Die nationalsozialistische Sturmabteilung hatte laut Siemens drei Leben. In der frühen Zeit der Weimarer Republik war sie zunächst ein paramilitärischer Wehrverband, dann entwickelte sie sich seit 1925/26 zu einer gewalttätigen sozialen Bewegung und wurde schließlich zwischen 1934 und 1945 zu einer Massenorganisation mit hilfspolizeilichen Aufgaben. Auch wenn die SA seit 1934 von der Politik auf höchster Ebene ausgeschlossen war, blieb sie, so Siemens, auf der Alltagsebene ein wichtiger Akteur. Sie habe dem NS-Regime weiterhin als „Instrument für die Durchdringung der deutschen Gesellschaft“ gedient.
Daniel Siemens interessiert sich in seinem Buch für die politischen Gewaltformen und die Integrationskraft der Sturmabteilung. Ihm geht es sowohl um die Ideologie als auch um die Praxis. Dabei nimmt er die Widersprüche und Wendungen in der Geschichte der SA sowie ihre Heterogenität in den Blick. Denn das Bild von der Sturmabteilung bleibt einseitig, wenn man sie nur als Schlägertrupp oder Rowdy-Verein begreift. Siemens beschreibt, dass die SA nicht nur aus sozialen Problemfällen bestand, Studenten und Angehörige der Mittelschicht hätten sich ihr ebenfalls angeschlossen. Spätestens in der Nachkriegszeit sei der SA-Mann aber im Grunde zum Klischee geworden.

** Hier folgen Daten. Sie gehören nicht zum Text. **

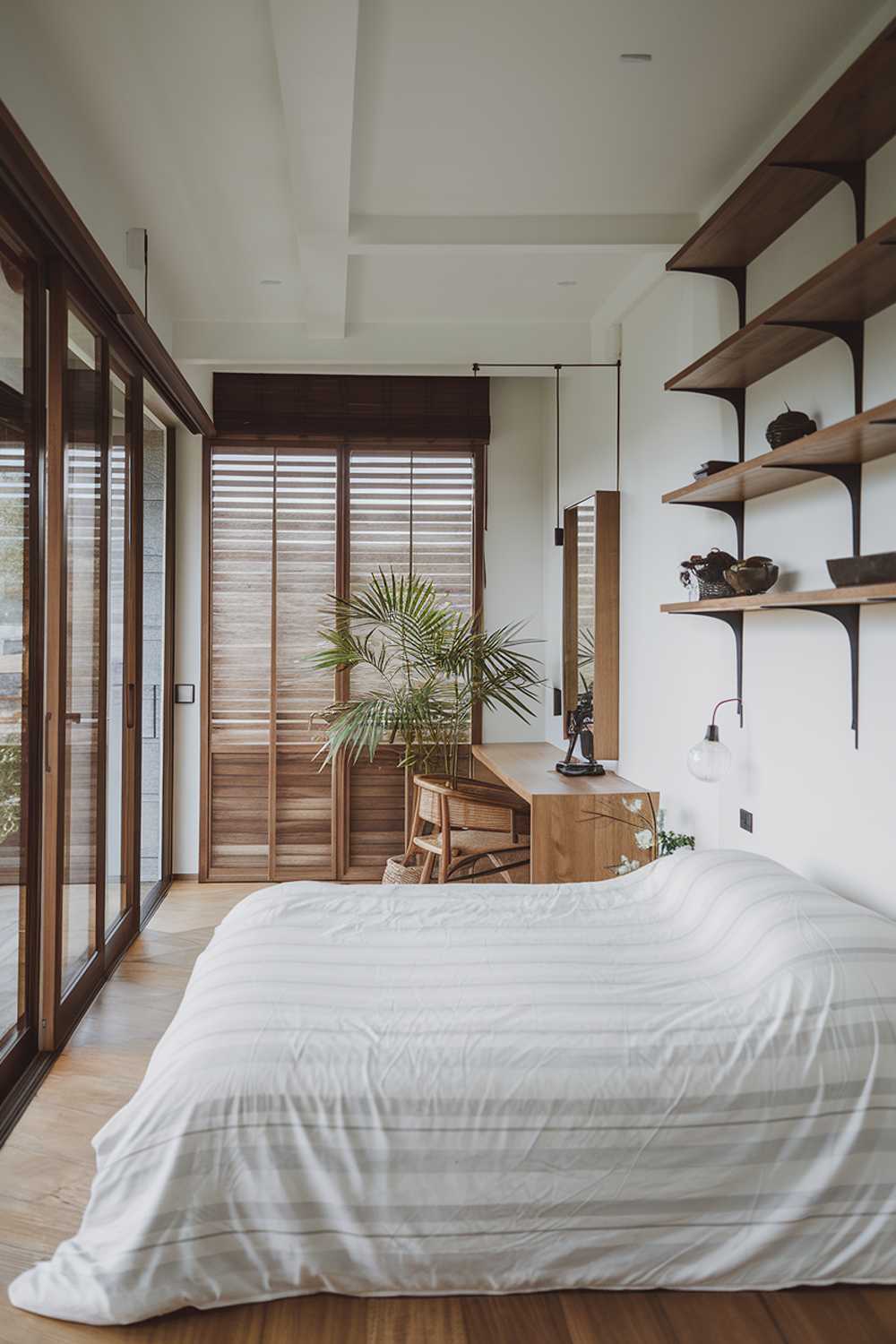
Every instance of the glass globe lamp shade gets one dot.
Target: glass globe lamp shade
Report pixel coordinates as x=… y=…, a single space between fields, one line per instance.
x=710 y=760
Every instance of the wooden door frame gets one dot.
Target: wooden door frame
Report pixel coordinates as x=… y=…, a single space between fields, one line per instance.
x=23 y=1045
x=340 y=773
x=61 y=1011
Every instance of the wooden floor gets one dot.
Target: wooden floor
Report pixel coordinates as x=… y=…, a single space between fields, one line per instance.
x=47 y=1164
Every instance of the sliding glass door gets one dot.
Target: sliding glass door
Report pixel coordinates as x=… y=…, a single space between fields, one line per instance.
x=93 y=639
x=156 y=581
x=21 y=421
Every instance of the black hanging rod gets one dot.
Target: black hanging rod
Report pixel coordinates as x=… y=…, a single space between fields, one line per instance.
x=599 y=365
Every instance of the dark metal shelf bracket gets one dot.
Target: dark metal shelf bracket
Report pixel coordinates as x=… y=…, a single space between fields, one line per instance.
x=735 y=510
x=735 y=621
x=848 y=617
x=849 y=171
x=735 y=276
x=853 y=335
x=848 y=473
x=735 y=397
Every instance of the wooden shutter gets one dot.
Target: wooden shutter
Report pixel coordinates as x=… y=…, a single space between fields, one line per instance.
x=410 y=511
x=281 y=523
x=306 y=569
x=239 y=661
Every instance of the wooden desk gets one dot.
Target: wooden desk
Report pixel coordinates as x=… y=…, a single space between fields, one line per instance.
x=568 y=841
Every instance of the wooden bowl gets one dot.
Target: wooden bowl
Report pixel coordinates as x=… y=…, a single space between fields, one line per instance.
x=750 y=580
x=855 y=570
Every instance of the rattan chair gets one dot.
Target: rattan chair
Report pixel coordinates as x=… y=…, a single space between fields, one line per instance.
x=471 y=823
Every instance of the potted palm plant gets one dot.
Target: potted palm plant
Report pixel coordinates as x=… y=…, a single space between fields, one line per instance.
x=425 y=668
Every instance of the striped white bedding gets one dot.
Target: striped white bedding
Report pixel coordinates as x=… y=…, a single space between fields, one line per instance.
x=680 y=1078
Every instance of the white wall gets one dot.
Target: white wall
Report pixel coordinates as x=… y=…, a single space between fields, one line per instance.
x=512 y=562
x=818 y=806
x=37 y=86
x=512 y=567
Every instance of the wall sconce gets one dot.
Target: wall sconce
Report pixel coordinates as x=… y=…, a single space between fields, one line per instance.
x=710 y=760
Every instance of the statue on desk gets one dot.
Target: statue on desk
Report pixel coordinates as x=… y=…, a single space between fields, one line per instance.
x=581 y=728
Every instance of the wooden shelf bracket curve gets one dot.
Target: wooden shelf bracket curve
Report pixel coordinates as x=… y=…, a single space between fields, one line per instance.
x=735 y=276
x=735 y=511
x=848 y=473
x=852 y=335
x=849 y=618
x=737 y=397
x=850 y=172
x=735 y=623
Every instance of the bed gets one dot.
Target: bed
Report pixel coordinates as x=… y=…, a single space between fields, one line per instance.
x=680 y=1078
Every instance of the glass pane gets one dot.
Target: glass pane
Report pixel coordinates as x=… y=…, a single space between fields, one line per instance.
x=117 y=505
x=83 y=488
x=15 y=478
x=153 y=655
x=584 y=593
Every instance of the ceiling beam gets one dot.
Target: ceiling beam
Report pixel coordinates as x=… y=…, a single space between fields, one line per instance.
x=449 y=347
x=316 y=53
x=373 y=236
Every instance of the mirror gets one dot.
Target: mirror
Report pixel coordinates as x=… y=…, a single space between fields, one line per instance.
x=591 y=615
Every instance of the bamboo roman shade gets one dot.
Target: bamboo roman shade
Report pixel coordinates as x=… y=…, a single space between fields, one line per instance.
x=288 y=527
x=352 y=408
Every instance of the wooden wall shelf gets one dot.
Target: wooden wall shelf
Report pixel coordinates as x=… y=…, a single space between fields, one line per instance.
x=767 y=601
x=861 y=438
x=848 y=124
x=831 y=303
x=844 y=605
x=831 y=142
x=836 y=451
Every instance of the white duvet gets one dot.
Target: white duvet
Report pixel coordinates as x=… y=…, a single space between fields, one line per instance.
x=680 y=1078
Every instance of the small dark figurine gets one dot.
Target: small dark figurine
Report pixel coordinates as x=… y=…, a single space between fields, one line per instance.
x=788 y=426
x=581 y=726
x=710 y=573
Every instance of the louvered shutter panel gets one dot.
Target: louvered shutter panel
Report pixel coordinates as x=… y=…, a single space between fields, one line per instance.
x=409 y=511
x=242 y=535
x=306 y=575
x=274 y=539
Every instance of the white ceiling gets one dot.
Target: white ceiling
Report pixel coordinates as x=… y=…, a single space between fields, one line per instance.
x=421 y=161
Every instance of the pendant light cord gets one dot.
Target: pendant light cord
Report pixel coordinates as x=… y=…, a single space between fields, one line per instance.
x=556 y=381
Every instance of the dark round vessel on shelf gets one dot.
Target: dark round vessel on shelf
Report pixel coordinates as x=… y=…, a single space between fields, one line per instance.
x=788 y=426
x=855 y=570
x=755 y=574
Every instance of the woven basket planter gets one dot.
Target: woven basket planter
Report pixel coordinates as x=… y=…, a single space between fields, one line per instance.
x=401 y=873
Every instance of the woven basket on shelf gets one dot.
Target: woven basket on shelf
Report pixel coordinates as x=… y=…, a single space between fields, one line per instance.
x=713 y=588
x=400 y=873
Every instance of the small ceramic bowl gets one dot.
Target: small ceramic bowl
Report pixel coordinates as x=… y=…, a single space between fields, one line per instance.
x=748 y=580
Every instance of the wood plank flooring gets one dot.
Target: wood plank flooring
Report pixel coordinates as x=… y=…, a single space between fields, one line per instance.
x=47 y=1164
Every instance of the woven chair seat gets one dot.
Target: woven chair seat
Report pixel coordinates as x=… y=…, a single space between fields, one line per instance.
x=473 y=841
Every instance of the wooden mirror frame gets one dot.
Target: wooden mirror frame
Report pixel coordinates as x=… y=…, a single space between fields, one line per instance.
x=606 y=620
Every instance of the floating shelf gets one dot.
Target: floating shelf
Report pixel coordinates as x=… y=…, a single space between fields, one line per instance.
x=837 y=451
x=861 y=438
x=848 y=124
x=833 y=303
x=764 y=601
x=844 y=605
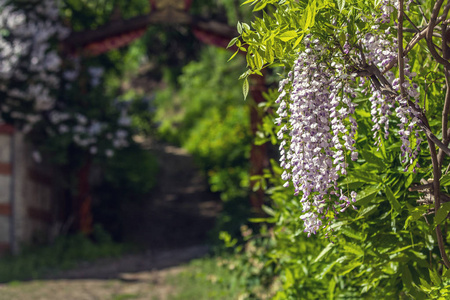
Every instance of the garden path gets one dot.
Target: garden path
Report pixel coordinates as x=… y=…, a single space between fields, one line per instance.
x=172 y=226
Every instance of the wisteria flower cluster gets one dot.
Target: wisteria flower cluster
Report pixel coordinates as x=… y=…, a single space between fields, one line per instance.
x=31 y=72
x=317 y=127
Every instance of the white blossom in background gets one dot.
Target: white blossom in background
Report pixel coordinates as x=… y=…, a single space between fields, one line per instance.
x=28 y=63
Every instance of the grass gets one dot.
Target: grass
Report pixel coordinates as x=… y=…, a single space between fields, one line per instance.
x=206 y=279
x=64 y=253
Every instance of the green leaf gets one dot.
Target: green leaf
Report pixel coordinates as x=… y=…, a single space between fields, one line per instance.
x=406 y=277
x=354 y=249
x=232 y=56
x=232 y=42
x=326 y=269
x=435 y=277
x=260 y=6
x=445 y=180
x=340 y=5
x=373 y=159
x=298 y=40
x=245 y=88
x=350 y=268
x=239 y=27
x=269 y=51
x=442 y=213
x=351 y=233
x=446 y=273
x=367 y=195
x=289 y=279
x=393 y=200
x=288 y=35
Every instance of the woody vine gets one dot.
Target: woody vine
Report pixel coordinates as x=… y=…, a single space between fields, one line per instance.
x=335 y=54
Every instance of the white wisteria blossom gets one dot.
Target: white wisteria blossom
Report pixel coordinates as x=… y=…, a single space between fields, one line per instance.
x=317 y=127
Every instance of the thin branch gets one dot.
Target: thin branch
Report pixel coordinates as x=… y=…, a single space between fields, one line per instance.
x=410 y=22
x=429 y=35
x=401 y=63
x=446 y=109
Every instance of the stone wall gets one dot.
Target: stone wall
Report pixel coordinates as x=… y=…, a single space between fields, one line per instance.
x=29 y=200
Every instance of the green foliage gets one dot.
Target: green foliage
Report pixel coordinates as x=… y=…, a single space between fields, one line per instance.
x=246 y=273
x=207 y=117
x=132 y=170
x=64 y=253
x=386 y=249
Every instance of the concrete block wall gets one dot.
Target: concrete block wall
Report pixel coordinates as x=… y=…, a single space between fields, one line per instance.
x=28 y=198
x=6 y=187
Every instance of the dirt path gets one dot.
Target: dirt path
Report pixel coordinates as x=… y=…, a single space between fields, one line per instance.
x=172 y=225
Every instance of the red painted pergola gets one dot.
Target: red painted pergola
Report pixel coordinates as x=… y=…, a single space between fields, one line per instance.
x=119 y=33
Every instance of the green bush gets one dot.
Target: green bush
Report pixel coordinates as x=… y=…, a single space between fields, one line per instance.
x=64 y=253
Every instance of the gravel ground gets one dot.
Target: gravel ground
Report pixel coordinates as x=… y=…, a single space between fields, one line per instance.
x=172 y=226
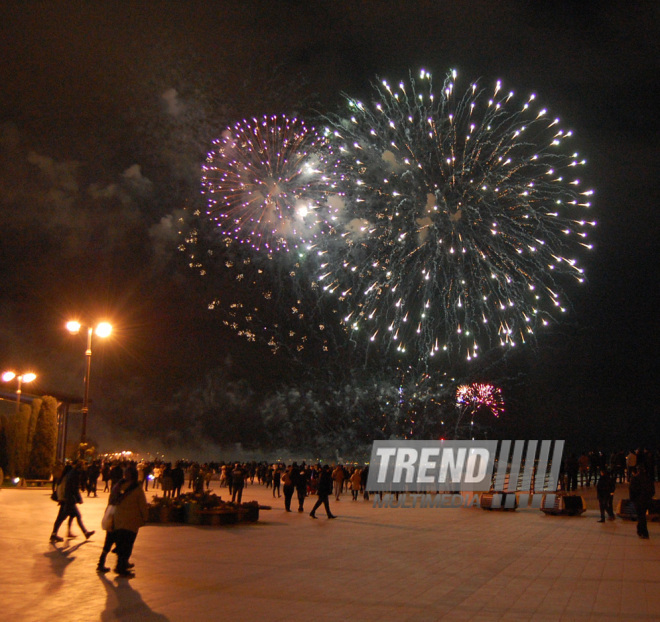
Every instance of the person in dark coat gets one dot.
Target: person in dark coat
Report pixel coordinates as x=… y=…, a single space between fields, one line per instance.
x=178 y=479
x=130 y=514
x=301 y=487
x=289 y=480
x=605 y=491
x=641 y=492
x=324 y=491
x=68 y=504
x=238 y=482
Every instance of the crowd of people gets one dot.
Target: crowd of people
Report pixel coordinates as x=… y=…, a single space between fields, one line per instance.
x=127 y=483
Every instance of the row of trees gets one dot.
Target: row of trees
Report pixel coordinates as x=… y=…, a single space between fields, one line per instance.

Die Sturmabteilung entstand 1921 als paramilitärische Kampforganisation der NSDAP, sie ging aus der Turn- und Sportabteilung hervor. Die SA-Männer, unter ihnen viele Freikorpskämpfer, waren nicht nur Saalschützer bei politischen Veranstaltungen, sondern auch Straßenkämpfer – wovon es in der Weimarer Republik freilich viele gab. Zwischen 1923 und 1925, nach dem gescheiterten Hitlerputsch in München, war die SA verboten, bestand aber in regionalen Zellen fort und formierte sich bald wieder. Und sie bekam einen neuen Chef: Franz Pfeffer von Salomon. Er zentralisierte die Sturmabteilung und organisierte sie nach dem Vorbild der deutschen Streitkräfte. Immer wieder kam es zu Spannungen zwischen der NSDAP und der SA, deren Aktionismus sich kaum zügeln ließ. 1930 ernannte sich Hitler zum Obersten SA-Führer, die Leitung übernahm ein Jahr später sein alter Gefährte Ernst Röhm.
Die Gewalt richtete sich gegen Juden und politische Gegner. Es ging in diesen Jahren darum, wie Siemens zeigt, die öffentliche Ordnung und die Republik zu destabilisieren, ja zu zerstören. So trug die SA ihren Teil zum Aufstieg der NSDAP bei. Früh richtete sie Konzentrationslager ein, in denen 1933 ungefähr 80 000 Menschen interniert waren. Antisemitismus sei „von Anfang an das Schlüsselelement der ideologischen Ausrichtung der SA“ gewesen, schreibt Siemens. Im Juli 1933 etwa hetzte die Marine-SA in Cuxhaven ein deutsch-jüdisches Paar durch die Stadt. Die Frau musste ein Schild um den Hals tragen: „Ich bin am Ort das größte Schwein und laß mich nur mit Juden ein!“ Dies ist nur ein Fall neben unzähligen anderen in der Zeit davor und danach.
Die SA war nicht nur ein geselliger Männerbund, der Karrierechancen, „braune Hemden“ und eine eigene Zigarettenmarke bot (bis 1934 waren die SA-Männer aufgefordert, „Sturm“-Zigaretten einer Dresdner Firma zu rauchen, die dafür Geld in die Kassen der Organisation fließen ließ); Disziplin, Tatkraft und nationale Wiedergeburt sollten propagiert werden. Lebensform und Ideologie, Überzeugung und Zugehörigkeit gingen Hand in Hand. Die SA habe, so der Historiker, ein zentrales Versprechen des Nationalsozialismus verkörpert: „gesellschaftliche Teilhabe und Zugehörigkeit zur ‚Volksgemeinschaft’ für alle ‚reinrassigen’ Deutschen“.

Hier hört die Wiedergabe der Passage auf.